TRES ESCALONES.





La muerte llega de repente, como un estornudo.

Resbalé en las escaleras que bajan a la playa, de tal forma que me quedé suspendido sobre tres escalones engarzados a mi cuerpo, uno en los riñones, otro en el omóplato y el tercero en la cabeza. Advertí enseguida que había sido un golpe duro.

Parece mentira la cantidad de cosas que me dio tiempo a pensar en tan sólo un segundo, a lo sumo dos, que tardé en perder la conciencia.
Pensé en lo fácil que es morirse, matarte, en un accidente tonto. De repente, dejas estúpidamente de gozar de esta prestada vida.
Pensé en Dora, no se por qué motivo me vino su imagen a la cabeza, seguramente, por que sería la persona a ciencia cierta que más lloraría en mi funeral.
Pensé en la deliciosa tarta de chocolate que sabiamente prepara Anita.
Pensé en la colcha india de vivos colores que cubre mi cama.
Pensé en los campos salmantinos donde pasé mi infancia y disfruté de tantas trufas.
Me vino a la mente la biblioteca del casino y la luz que inunda el salón de levante cuando abren los ventanales.
Hasta pensé en lo ridículo de mi estampa, allí tendido, inmóvil, a los pies del mediterráneo, con mi bañador cocksox como el mástil de un velero apuntando al cielo, descalzado de mis resbaladizas alpargatas de lona y con mi sombrero haciendo equilibrios sobre mi hocico.
Pensé que me moría. Sabía que me moría.
Después apareció ante mí un lugar anodino donde todo era del mismo color, y me desmayé.

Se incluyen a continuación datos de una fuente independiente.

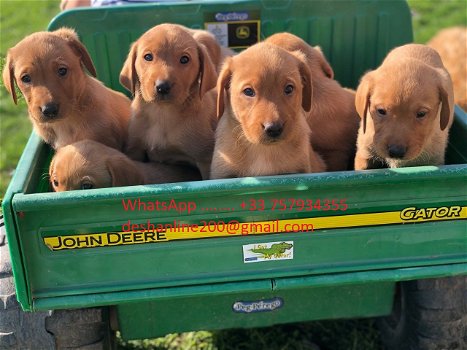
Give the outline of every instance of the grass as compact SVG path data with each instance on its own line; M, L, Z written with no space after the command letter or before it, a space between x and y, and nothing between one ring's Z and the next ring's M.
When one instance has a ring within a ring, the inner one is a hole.
M465 0L408 0L412 9L414 41L424 44L441 28L467 25Z
M465 0L409 0L415 41L425 43L439 29L467 25ZM25 35L44 30L59 12L59 0L0 0L0 65L6 51ZM21 10L19 10L21 8ZM24 9L28 9L25 11ZM3 85L0 83L0 85ZM0 86L0 195L11 178L31 132L27 108L18 106ZM312 349L316 342L323 350L378 350L382 348L371 319L306 322L267 328L187 332L165 337L120 342L123 349Z
M119 350L380 350L373 319L300 322L274 327L168 334L120 342Z

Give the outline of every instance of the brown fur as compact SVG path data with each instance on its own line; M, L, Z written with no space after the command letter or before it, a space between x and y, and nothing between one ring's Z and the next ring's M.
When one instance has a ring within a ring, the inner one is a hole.
M357 89L362 121L355 169L375 162L391 168L444 164L453 103L451 79L435 50L419 44L392 50ZM391 157L393 147L403 148L403 157Z
M59 69L66 68L64 76ZM53 148L93 139L123 149L130 118L130 100L86 74L96 75L86 48L67 28L29 35L8 50L3 82L16 103L15 83L28 104L34 130ZM30 83L21 78L29 75ZM47 104L58 114L47 117Z
M293 91L286 94L289 85ZM247 88L254 97L245 95ZM311 73L300 59L274 45L254 45L227 59L217 89L221 119L211 178L325 170L310 143ZM278 137L268 136L271 123L282 127Z
M307 121L313 133L313 148L322 155L329 171L352 168L359 117L355 93L334 80L334 71L321 49L311 47L290 33L278 33L265 40L287 51L300 51L312 74L313 96Z
M131 47L120 82L135 95L127 154L136 160L147 155L152 161L189 163L207 179L217 123L217 72L208 52L216 51L209 47L217 44L199 42L193 33L201 36L175 24L147 31ZM145 60L148 53L152 61ZM190 58L187 64L180 62L184 55ZM158 81L172 85L168 95L156 92Z
M60 148L50 163L49 176L56 192L79 190L83 185L104 188L201 179L193 168L133 161L92 140Z
M454 102L467 111L467 27L443 29L427 45L439 53L451 76Z

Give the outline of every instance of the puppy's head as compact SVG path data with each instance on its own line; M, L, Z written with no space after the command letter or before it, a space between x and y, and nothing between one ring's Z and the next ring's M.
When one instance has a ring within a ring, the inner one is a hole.
M28 104L33 122L52 123L77 106L87 69L96 70L72 29L38 32L8 50L3 82L16 103L15 83Z
M384 64L362 78L355 104L380 157L414 159L436 130L447 127L453 113L448 84L437 69L410 59Z
M120 73L121 84L146 102L181 105L215 87L217 74L205 45L193 31L161 24L131 47Z
M311 108L311 73L300 53L260 43L229 58L218 80L217 115L228 92L234 117L253 144L290 139Z
M334 71L324 57L319 46L312 47L303 39L290 33L277 33L268 37L265 42L273 44L289 52L300 51L306 56L314 79L318 77L334 79Z
M50 163L54 191L139 185L143 175L123 153L92 140L60 148Z

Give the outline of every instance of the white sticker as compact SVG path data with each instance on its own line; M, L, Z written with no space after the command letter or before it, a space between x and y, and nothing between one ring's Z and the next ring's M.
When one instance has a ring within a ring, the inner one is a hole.
M214 34L221 46L229 47L227 23L208 23L206 29Z
M293 241L247 244L243 246L243 262L293 259Z

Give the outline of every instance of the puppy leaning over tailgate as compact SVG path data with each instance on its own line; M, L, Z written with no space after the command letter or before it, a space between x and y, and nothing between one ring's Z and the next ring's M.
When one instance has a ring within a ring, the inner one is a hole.
M310 143L311 73L301 59L256 44L226 60L217 90L211 178L325 170Z
M92 140L60 148L50 163L49 176L56 192L201 179L194 168L133 161Z
M93 139L123 149L130 100L106 88L72 29L38 32L8 50L3 81L16 103L15 82L26 98L34 130L54 149Z
M132 45L120 74L122 85L135 95L126 153L136 160L188 163L207 179L217 123L217 72L194 34L200 33L161 24Z
M328 171L353 169L360 122L355 110L355 93L333 79L334 71L318 46L313 48L290 33L274 34L265 41L287 51L298 50L306 56L313 86L311 110L307 115L313 148L323 157Z
M419 44L392 50L357 89L362 121L355 169L444 164L453 100L451 78L435 50Z

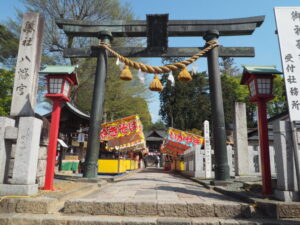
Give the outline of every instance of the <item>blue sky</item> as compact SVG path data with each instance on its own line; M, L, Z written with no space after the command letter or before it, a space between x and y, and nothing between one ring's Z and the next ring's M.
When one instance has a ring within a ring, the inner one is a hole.
M0 22L4 22L7 18L14 18L16 8L23 9L23 4L19 0L0 0Z
M300 6L299 0L121 0L130 3L134 14L139 19L146 19L146 14L169 14L169 19L230 19L265 15L265 21L257 28L253 35L237 37L220 37L219 43L225 47L255 47L254 58L235 58L236 66L248 65L276 65L281 70L280 54L277 36L275 35L275 19L273 8L276 6ZM14 17L15 8L22 8L18 0L0 0L0 21L7 17ZM203 46L202 37L170 38L170 47ZM147 59L148 64L160 65L161 60ZM197 61L199 71L205 71L206 60ZM150 75L149 75L150 76ZM152 76L149 77L149 81ZM154 95L149 104L152 120L159 119L158 94Z
M254 58L235 58L236 66L276 65L281 70L280 53L273 8L276 6L300 6L299 0L127 0L139 19L146 19L146 14L168 13L169 19L230 19L265 15L261 27L250 36L220 37L219 43L225 47L255 47ZM170 38L171 47L203 46L201 37ZM153 59L151 64L160 65L160 59ZM198 60L199 71L207 70L206 59ZM158 96L157 94L155 94ZM159 101L150 103L154 120L159 118Z

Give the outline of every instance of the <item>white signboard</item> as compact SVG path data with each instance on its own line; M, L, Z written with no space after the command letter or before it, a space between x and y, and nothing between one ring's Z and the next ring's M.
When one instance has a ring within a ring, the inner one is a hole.
M209 122L204 121L204 150L205 150L205 178L211 178L211 147L209 139Z
M11 116L33 116L38 88L44 19L39 13L23 16L14 79Z
M78 134L78 139L77 139L77 141L78 141L79 143L84 142L84 133L79 133L79 134Z
M68 148L68 145L66 144L66 142L64 142L63 140L57 138L58 143L63 147L63 148Z
M300 7L275 7L291 121L300 121Z

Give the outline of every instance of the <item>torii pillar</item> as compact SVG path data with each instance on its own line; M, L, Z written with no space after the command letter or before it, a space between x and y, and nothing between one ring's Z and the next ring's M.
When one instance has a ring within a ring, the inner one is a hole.
M217 30L209 30L204 35L203 39L208 42L216 40L218 37L219 32ZM218 47L211 49L207 53L209 90L213 118L212 130L215 151L215 180L226 181L230 178L230 173L227 159L224 107L218 58Z

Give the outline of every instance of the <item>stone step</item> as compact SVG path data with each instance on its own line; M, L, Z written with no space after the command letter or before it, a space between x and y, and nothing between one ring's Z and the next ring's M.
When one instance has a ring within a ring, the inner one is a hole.
M161 216L161 217L265 217L256 208L245 203L201 203L199 201L145 201L145 200L93 200L71 199L64 205L65 214L111 216Z
M101 186L105 185L101 183ZM47 214L58 212L64 207L66 199L83 197L99 189L100 184L92 183L72 191L37 197L1 197L0 213L34 213ZM1 225L1 223L0 223Z
M0 214L1 225L299 225L300 220Z

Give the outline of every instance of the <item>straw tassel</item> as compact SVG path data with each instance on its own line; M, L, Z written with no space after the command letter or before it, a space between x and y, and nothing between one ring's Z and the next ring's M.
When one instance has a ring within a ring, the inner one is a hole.
M125 66L120 74L122 80L132 80L132 74L128 66Z
M152 80L149 89L151 91L162 91L164 89L157 75L155 75L154 79Z
M178 80L180 81L191 81L193 78L191 77L191 74L189 73L189 71L187 70L187 68L184 68L178 75Z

Cuando recobré el conocimiento seguía allí, suspendido entre los tres escalones al igual que los magos hacen levitar el cuerpo rígido de su ayudante femenina sobre los respaldos de dos sillas. Sabía perfectamente lo que acababa de ocurrir. Notaba correr un hilillo húmedo por mi nuca que supuse sangre e intenté incorporarme torpemente,
con gran fatiga quedé de rodillas en la arena y hurgué con mi pezuña por la brecha hecha en mi cabeza sopesando la importancia del accidente, las mujeres y el aire siempre encuentran una rendija para escapar, el agua y la sangre hacen lo propio, también se las ingenian para derramarse por cualquier resquicio. Chistosamente yo mismo me auto preguntaba sobre conceptos básicos como quien soy, cómo me llamo, la calle donde resido, intentando averiguar si el golpe había afectado a mi entendimiento, por que seguramente habría estado inconsciente unos segundos, pero me pareció despertar de una siesta soporífera de verano, con su sudor característico y todo. Me sentía otra persona. Una persona aturdida y asustada.

El mejor remedio después de seis grapas en la cabeza…una fiesta, así que yo mismo me acerqué a una carnicería sobrellevando la aversión que me producen esos lugares y me agencié con un surtido selecto de proteínas animales, invité a mis vecinos de veraneo y a mis amigos de aquí del pueblo marinero a una suculenta barbacoa, y gustosamente dejé abierta la puerta de la bodega.
Mi amigo Barbas compró unas antorchas y se dedicó a emplazarlas por el camino que baja a la playa, decía que daban un ambiente cool a la cosa y servirían para guiarnos cuando nos bebiésemos la última botella en la arena, luego se acercó a la lonja de pescado trayendo consigo unas bolsas repletas de cartuchos de marisco.
¡Qué bien se está de nuevo aquí, cojones!